’24 Hours in A&E’ is back at St George’s for another series!

The RTS award-winning documentary series returns for a second series from its new home, St George’s in south west London, which has one of Britain’s most advanced and busiest A&E departments.

In this week’s episode (showing on Wednesday 7th January at 9pm on Channel 4) staff and patients discuss how A&E is a place where support really matters, but these days that support doesn’t always come in the form of a traditional family, but in all kinds of variations.

“I don’t expect to see a mother and a father or a husband and a wife,” says consultant Rhys. It’s more than being someone who just dishes out prescriptions and treatment. I’ve got all these people from all walks of life and I can learn something from all these people.”

13-year-old Will arrives by helicopter after colliding with someone during a game of baseball. He lost consciousness at the scene and medics are concerned that he may have sustained serious internal head injuries.

As doctors give Will a CT scan to find out how badly he is hurt, his mum Vicki describes what happened. “Will’s school had been trying to get hold of us to tell us to get to the school quickly,” she says. “They put him into the helicopter, he was tied down to the stretcher.

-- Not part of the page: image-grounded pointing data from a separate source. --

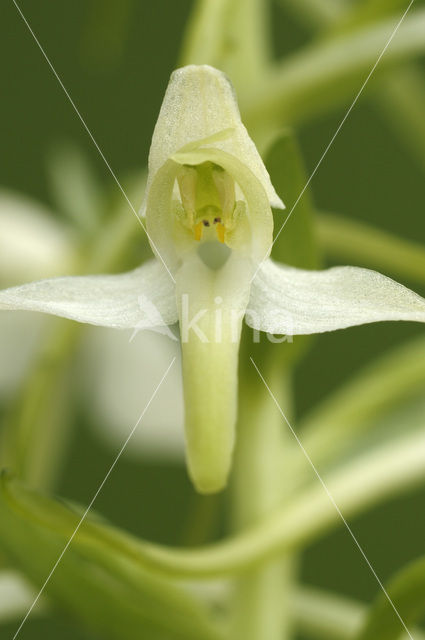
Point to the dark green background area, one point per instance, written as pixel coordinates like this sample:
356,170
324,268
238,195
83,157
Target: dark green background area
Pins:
115,59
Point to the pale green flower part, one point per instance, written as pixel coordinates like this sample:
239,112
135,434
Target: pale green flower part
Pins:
208,215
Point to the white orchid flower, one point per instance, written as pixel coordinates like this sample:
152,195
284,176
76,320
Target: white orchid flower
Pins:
208,214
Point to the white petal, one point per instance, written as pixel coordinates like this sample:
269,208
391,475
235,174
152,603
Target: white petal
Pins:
293,301
143,298
200,102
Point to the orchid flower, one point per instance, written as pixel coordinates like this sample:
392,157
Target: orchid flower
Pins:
209,221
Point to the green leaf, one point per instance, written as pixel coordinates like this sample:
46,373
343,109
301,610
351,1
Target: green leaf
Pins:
407,593
94,582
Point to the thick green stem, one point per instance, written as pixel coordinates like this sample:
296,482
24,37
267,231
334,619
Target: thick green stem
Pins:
261,607
34,430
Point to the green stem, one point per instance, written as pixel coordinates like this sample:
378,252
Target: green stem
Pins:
386,383
401,98
325,616
332,71
400,95
352,240
231,35
261,608
366,481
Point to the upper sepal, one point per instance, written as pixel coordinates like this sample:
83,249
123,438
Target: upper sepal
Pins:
200,107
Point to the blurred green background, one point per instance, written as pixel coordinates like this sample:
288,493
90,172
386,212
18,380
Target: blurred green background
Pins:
115,59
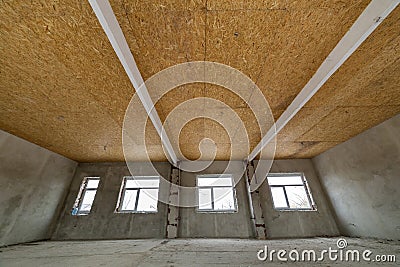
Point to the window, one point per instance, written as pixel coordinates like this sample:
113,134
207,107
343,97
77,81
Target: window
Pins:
87,192
216,193
290,192
139,194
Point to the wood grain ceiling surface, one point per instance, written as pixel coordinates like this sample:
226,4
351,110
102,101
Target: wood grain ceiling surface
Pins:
63,88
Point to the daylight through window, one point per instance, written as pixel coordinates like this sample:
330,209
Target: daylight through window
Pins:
216,193
290,192
139,194
87,193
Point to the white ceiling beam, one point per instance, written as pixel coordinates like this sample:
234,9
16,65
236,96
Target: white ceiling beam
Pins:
108,21
366,23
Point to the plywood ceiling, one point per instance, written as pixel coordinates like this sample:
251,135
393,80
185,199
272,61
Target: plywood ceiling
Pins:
63,88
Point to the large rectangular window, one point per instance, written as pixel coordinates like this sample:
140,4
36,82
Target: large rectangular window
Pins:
139,194
216,193
87,193
290,191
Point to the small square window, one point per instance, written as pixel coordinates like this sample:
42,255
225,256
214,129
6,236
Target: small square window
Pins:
139,194
87,193
290,191
216,193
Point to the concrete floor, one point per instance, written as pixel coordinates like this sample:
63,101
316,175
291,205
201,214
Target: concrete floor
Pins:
180,252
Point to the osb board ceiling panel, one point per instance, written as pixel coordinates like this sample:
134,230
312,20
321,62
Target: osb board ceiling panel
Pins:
63,88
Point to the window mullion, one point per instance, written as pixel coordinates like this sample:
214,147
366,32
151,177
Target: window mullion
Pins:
287,200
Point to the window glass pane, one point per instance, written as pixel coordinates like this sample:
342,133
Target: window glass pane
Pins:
142,183
224,198
297,197
211,181
87,200
148,199
278,196
205,199
129,200
92,183
285,180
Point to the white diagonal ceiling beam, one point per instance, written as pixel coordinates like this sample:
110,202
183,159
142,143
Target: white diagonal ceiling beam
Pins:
108,21
366,23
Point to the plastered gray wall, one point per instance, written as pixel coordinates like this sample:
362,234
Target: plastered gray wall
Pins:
103,222
33,184
288,224
215,225
362,179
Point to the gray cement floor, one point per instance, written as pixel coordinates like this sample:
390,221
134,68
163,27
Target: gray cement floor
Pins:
183,252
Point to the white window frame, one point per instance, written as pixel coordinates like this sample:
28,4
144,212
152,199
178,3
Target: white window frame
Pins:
81,194
123,190
212,210
313,206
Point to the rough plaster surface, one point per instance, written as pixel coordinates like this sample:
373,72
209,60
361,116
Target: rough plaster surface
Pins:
33,183
103,222
289,224
199,224
182,252
362,179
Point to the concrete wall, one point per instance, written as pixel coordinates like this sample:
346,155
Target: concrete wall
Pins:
199,224
33,183
362,179
103,222
285,224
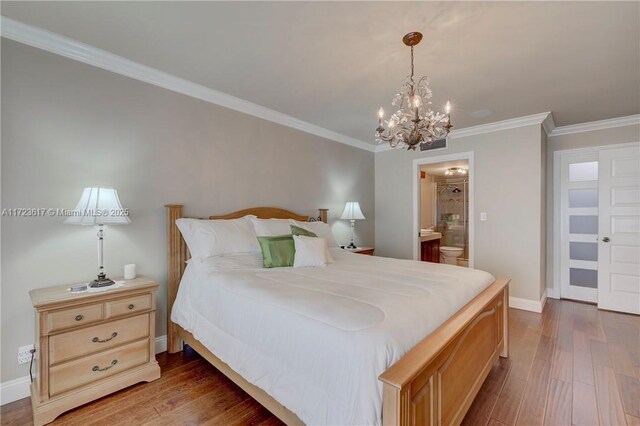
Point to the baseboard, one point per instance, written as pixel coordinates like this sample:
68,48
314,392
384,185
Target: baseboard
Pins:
528,304
16,389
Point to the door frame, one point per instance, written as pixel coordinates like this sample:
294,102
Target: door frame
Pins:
416,198
557,205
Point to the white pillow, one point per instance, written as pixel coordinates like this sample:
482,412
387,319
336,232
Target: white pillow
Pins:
310,251
206,238
271,227
319,228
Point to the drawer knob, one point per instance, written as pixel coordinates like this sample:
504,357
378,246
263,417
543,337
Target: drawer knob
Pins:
96,368
96,340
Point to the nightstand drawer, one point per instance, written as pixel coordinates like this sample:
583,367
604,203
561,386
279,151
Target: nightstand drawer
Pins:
128,305
71,375
72,344
74,317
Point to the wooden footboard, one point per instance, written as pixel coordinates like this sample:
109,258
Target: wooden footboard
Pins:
436,382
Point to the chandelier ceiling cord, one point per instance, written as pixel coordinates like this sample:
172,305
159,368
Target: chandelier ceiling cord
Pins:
414,123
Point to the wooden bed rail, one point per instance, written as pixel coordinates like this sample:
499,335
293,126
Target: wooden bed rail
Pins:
436,381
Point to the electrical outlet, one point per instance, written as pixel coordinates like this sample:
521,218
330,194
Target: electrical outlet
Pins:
24,353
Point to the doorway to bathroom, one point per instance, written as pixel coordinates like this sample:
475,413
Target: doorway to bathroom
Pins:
443,209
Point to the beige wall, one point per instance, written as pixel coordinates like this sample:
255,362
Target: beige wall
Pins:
594,138
508,167
427,201
67,125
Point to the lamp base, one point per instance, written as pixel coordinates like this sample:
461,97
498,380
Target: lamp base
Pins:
101,281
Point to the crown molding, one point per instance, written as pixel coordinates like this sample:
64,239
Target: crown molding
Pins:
511,123
596,125
544,119
82,52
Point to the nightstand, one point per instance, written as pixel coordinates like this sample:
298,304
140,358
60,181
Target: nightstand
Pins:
361,250
91,344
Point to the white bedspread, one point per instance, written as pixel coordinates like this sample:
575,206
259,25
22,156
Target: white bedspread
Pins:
316,339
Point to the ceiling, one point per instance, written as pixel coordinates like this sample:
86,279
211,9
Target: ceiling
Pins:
333,64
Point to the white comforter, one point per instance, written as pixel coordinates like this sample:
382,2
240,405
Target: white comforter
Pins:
316,339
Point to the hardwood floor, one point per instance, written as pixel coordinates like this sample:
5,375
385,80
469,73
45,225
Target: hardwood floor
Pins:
572,365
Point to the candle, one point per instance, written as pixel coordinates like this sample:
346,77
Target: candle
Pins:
130,271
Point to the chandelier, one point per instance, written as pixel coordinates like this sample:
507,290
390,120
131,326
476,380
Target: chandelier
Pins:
414,123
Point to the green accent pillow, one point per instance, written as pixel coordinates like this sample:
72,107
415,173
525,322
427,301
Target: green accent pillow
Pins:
296,230
278,251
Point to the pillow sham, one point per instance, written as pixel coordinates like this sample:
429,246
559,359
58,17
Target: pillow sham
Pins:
309,251
206,238
321,229
296,230
277,251
270,227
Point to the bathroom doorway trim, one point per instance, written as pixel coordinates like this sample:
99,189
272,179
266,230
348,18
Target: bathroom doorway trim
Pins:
416,198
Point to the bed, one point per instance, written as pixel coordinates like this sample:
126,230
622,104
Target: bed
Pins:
310,343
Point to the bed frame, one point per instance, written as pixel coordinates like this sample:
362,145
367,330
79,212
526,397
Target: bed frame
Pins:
432,384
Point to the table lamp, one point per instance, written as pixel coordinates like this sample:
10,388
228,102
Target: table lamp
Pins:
352,212
99,206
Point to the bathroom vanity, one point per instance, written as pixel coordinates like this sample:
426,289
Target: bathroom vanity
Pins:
430,247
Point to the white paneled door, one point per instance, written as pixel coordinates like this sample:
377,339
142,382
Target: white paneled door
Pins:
619,229
579,227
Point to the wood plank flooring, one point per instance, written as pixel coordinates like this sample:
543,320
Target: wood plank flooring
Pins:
570,365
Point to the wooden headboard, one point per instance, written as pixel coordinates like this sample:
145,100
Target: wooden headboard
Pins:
178,253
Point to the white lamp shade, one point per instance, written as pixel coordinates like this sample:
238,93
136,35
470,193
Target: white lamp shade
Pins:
98,206
352,211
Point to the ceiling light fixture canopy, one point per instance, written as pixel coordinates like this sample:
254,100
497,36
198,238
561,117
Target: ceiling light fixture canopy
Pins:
414,123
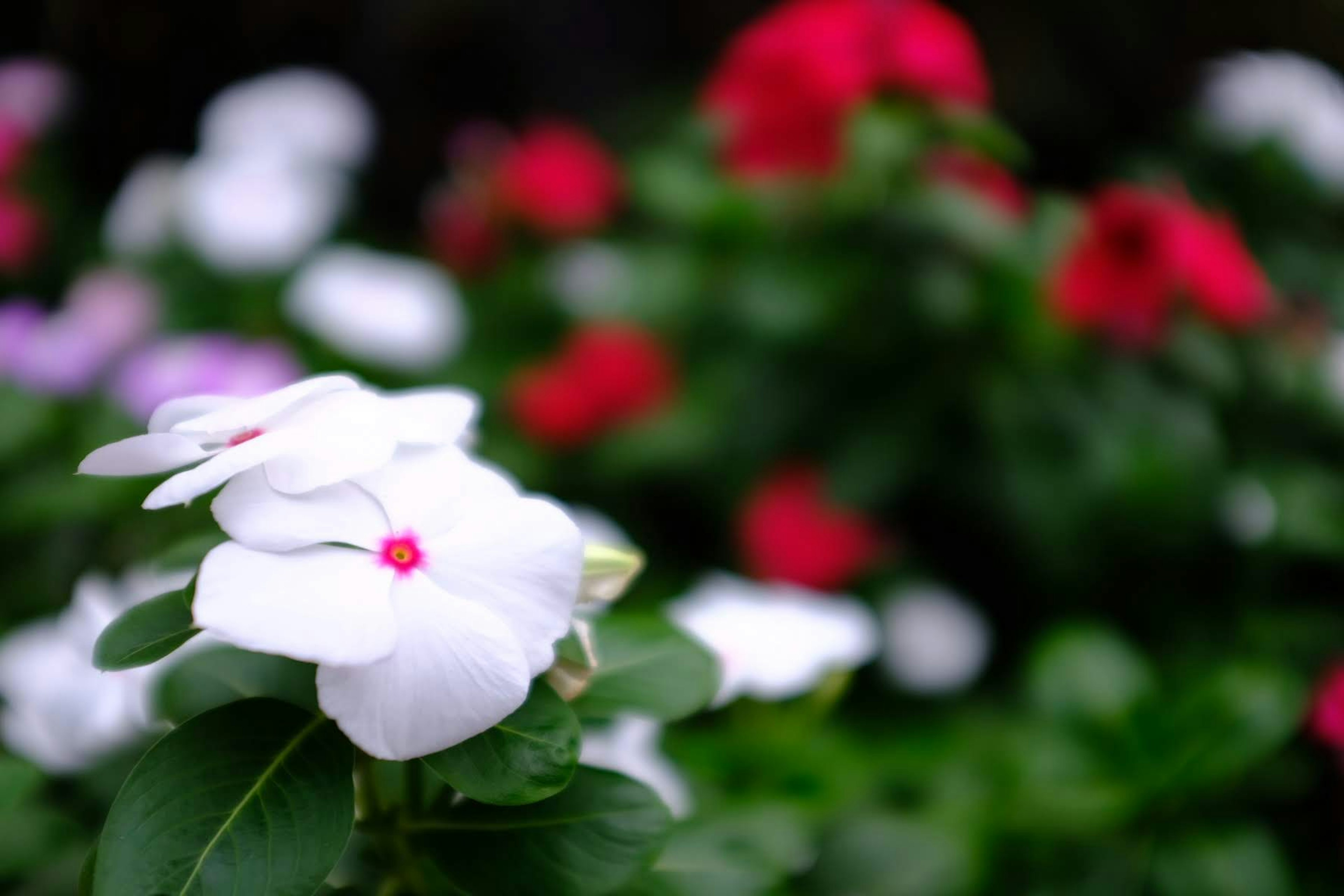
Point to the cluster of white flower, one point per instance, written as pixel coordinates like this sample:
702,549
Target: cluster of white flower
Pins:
269,181
365,539
61,713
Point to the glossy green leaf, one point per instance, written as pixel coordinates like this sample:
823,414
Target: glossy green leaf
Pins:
647,665
222,675
1088,672
1240,862
529,757
590,839
256,798
898,856
147,632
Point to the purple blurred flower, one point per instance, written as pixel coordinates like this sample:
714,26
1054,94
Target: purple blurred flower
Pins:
33,92
19,320
205,365
105,314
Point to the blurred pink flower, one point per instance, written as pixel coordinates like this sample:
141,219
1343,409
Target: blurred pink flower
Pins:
14,146
21,232
105,314
202,365
34,92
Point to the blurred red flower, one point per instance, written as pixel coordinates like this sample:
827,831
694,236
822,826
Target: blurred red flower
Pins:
464,236
980,175
552,407
929,51
791,531
560,181
1139,252
624,367
1327,715
790,81
605,375
21,232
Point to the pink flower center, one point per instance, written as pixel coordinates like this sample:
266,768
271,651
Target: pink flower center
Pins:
402,554
245,437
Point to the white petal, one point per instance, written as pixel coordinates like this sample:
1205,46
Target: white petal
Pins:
429,489
335,437
319,605
631,746
457,671
143,455
776,641
259,516
523,559
178,410
254,412
390,311
432,417
218,469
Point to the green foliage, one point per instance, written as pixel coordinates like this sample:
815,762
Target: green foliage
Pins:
647,665
221,675
251,798
529,757
589,840
147,632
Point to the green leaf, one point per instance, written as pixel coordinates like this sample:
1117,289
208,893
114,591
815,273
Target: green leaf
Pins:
256,798
19,780
590,839
529,757
147,632
1088,672
1240,862
1232,723
742,854
898,856
189,553
225,675
647,665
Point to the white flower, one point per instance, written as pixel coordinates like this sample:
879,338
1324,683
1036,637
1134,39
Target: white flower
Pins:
936,641
257,211
776,641
308,115
631,746
61,713
140,219
1283,96
384,309
312,433
429,593
590,280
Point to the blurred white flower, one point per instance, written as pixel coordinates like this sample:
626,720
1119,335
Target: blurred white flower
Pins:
1249,511
61,713
307,115
308,434
34,93
1249,97
936,643
389,311
776,641
140,219
590,280
630,745
429,593
257,211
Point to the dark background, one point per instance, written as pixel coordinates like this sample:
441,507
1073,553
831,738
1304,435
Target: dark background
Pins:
1080,81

You feel that it must be a lot more serious than a normal sporting injury.”

While they await the scan results, the medical team are concerned that Will hasn’t spoken since the incident and try to get him to talk.

Later, 20-year-old pizza delivery rider Chris is brought in to Resus after being knocked off his motorbike. He has sustained a very bad break to his right leg and doctors have to stabilize him before scanning the injury. While the medical team prepare Chris for surgery, he reflects on the accident and talks about his life, his work, motorbikes and losing his mum to cancer when he was still at school.

“You feel like ‘Oh God, I’ve lost my mum!’. You feel like that kid in the supermarket that doesn’t have his mum because he’s gone off to look at toothpaste” He says “That kid’s going ‘What am I without my mum, I’ve always been attached to her and now she’s gone where is she?’.”

Meanwhile in the paediatric area of A&E, teenage parents Connor and Saffron have arrived with their 6-month-old daughter Amira after their GP spotted an irregular heart beat during a routine check up. The paediatric team examine baby Amira while her worried mum and dad look on.

As they wait for news, Saffron talks about how they got together. “I used to stay at the house and in the room there would just be candles and shit everywhere,” she says. “It was a bit cheesy, but it was a bit sweet as well.”

And Connor describes how he found out that Saffron was pregnant. “She sent me a text,” he says. “She put a load of faces on her phone – happy faces, sad faces and question marks – and then she just said ‘I’m pregnant’.”